Dan has contributed many pieces to the Pundit, including these:

Pundit’s Mailbag — National Marketing Orders And Agreements

Pundit’s Mailbag — Two Windows And Two Issues

You May Never Look At Spin The Bottle The Same Way Again

Perishable Thoughts — Higgins Boat Story Tells A Tale Of Perseverance

Setting The Record Straight On Fresh Express’ FreshRinse Wash

We appreciate him giving us a chance to comment on this issue. Local has no legal definition in produce marketing. Whole Foods, for example, declares that on a corporate level, products that travel up to 7 hours by car or truck can be classified as locally grown. The Interstate speed limit in Colorado is 75 miles per hour. If a trucker does 80, that means a load from Denver, Colorado is in Lubbock, Texas, within seven hours where it can be marketed as local.

The government has criteria for exemptions from the Food Safety Modernization Act, but our use of the term small is referring to actual food safety capabilities. For example, does the operation have the scale to support full time food safety staff of high quality?
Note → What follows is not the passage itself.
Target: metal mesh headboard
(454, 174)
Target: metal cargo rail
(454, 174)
The gist of our point is simple. Food safety in produce retailing has mostly been punted to the QA or food safety department. These folks set up a standard and, if they are not undermined by, say, having unauthorized product go through someone with a vendor number, they can block purchases from unapproved vendors.

Once they give an approval, though, the QA and food safety teams lose all influence. There are 10 approved vendors and the buyers make their selection.

Our point was that the buyers are not in any way incentivized to make this choice based on food safety.

One obvious driver for the decision is cost. Another is a desire to have more local or regional produce.

Our point was, and is, that one can have a lot of priorities but only one top priority. Nobody from Wal-Mart has stood up to explain why its executives would have thought that this relatively small producer — producing less in a season than California ships in a day — was the place in America most likely to produce safe cantaloupes.

If they didn’t think that, what did they prioritize over safety that made them buy this product?

Many thanks to Dan Cohen for his insights into this issue.